Widespread Panic first performed in Huntsville back in the late ‘80s, at iconic local dive-bar Tip Top Café. By the mid ‘90s, the band had graduated to amphitheaters, theaters, coliseums and arenas. Their sound, a transient natural mix of rock, blues, folk, funk and jazz. The band’s known for their alchemic onstage musician improvisations, or jams. Their everchanging setlists have rarely repeated songs during back-to-back shows.

In addition to Houser, Widespread Panic’s lineup for the 1996 Huntsville show featured raspy voiced singer/guitarist John Bell, bassist David Schools, drummer Todd Nance, keyboardist JoJo Hermann and percussionist Domingo “Sunny” Ortiz.

Formed in 1986, the hard-touring Widespread Panic have played thousands of shows. In 2014, I asked Ortiz if he still remembered the ‘96 Huntsville gig. He replied, “I remember the show. But you have to take into consideration that for us, we look at every show as an epic. The fans they tend to have a different perspective. One of the things that is real hot right now, and I use ‘hot’ as a starting point, whenever there is a recording with Mikey, Mike Houser, on it, I think the true fans really want to hear that epic Panic with Mikey.”

In the liner notes for “Huntsville 1996,” Widespread Panic’s official archivist Horace Moore wrote that whether that show, “was someone’s first or 250th show, or even if they didn’t see the band for the first time until a few years later, this show continues to hit the note. For the record, I was not there, but also fell for this show a long time ago. It’s never quit on me and has been the focus of much enjoyment and many conversations over the years.”

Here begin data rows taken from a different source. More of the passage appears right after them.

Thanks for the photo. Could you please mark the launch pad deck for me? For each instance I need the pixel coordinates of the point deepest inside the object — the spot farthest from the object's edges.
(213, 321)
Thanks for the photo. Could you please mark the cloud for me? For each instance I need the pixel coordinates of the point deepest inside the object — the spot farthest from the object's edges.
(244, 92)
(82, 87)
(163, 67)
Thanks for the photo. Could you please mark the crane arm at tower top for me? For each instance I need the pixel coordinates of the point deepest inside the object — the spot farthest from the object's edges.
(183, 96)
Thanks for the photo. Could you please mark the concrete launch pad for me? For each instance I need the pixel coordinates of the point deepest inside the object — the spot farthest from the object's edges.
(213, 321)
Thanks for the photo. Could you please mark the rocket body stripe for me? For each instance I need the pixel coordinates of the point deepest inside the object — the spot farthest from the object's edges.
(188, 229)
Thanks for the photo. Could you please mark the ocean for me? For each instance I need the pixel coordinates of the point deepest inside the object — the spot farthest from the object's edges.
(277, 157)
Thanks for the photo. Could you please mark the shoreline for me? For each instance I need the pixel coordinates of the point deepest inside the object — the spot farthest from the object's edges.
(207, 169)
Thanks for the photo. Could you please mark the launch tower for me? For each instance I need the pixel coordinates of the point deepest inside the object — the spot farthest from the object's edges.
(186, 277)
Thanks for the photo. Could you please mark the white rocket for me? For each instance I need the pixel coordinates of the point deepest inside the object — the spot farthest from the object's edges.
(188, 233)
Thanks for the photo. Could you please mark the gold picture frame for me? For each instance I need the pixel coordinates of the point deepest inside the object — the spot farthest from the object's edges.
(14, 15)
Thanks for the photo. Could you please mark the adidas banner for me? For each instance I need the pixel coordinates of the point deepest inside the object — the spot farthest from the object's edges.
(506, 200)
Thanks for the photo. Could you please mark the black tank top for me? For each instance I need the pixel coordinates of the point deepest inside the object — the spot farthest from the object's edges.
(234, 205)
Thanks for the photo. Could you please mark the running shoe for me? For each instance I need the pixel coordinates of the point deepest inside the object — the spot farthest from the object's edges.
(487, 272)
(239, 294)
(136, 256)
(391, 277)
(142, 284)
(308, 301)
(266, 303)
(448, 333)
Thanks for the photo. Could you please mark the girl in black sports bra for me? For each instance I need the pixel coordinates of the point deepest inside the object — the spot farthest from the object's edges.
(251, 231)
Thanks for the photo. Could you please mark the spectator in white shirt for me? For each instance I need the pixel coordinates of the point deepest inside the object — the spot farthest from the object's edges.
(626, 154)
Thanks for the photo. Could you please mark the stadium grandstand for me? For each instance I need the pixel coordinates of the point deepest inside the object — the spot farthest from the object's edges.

Last year, Widespread Panic returned to Huntsville for a buzzed-about three-night stand at the city’s new Orion Amphitheater. The band’s current lineup includes Bell, Schools, Hermann, Ortiz, guitarist Jimmy Herring (formerly with the Allman Brothers Band) and drummer Duane Trucks (younger brother of former Allmans guitarist Derek Trucks).

Unlike contemporaries like Blues Traveler and Spin Doctors, Widespread Panic never found MTV-fueled mainstream fame or pop-chart success. However, the band was inducted into the Georgia Music Hall of Fame in 2008, has been a jam-centric festival headliner for eons and maintains a sizable fanbase to this day.

This February is shaping up to be a notable one for Widespread Panic. In addition to the “Huntsville 1996″ vinyl boxset, their debut album, 1988′s “Space Wrangler,” celebrates its 35th anniversary Feb. 4. “Space Wrangler” is anchored by such cuts as “Chilly Water,” the title track and “Driving Song.”

In 2016, Widespread’s John Bell told me decades later, when the band plays material from their debut, those songs, “seem like familiar old friends. The thing that really strikes me is when you think of the early days of writing and stuff when we were all scratching by financially and all living in the same house and writing songs together. You’ll remember the moment we wrote it together or parts of it or certain lyrics and stuff like that, where they came up and where you were in your relationship with you buddies. So that’s kind of cool.”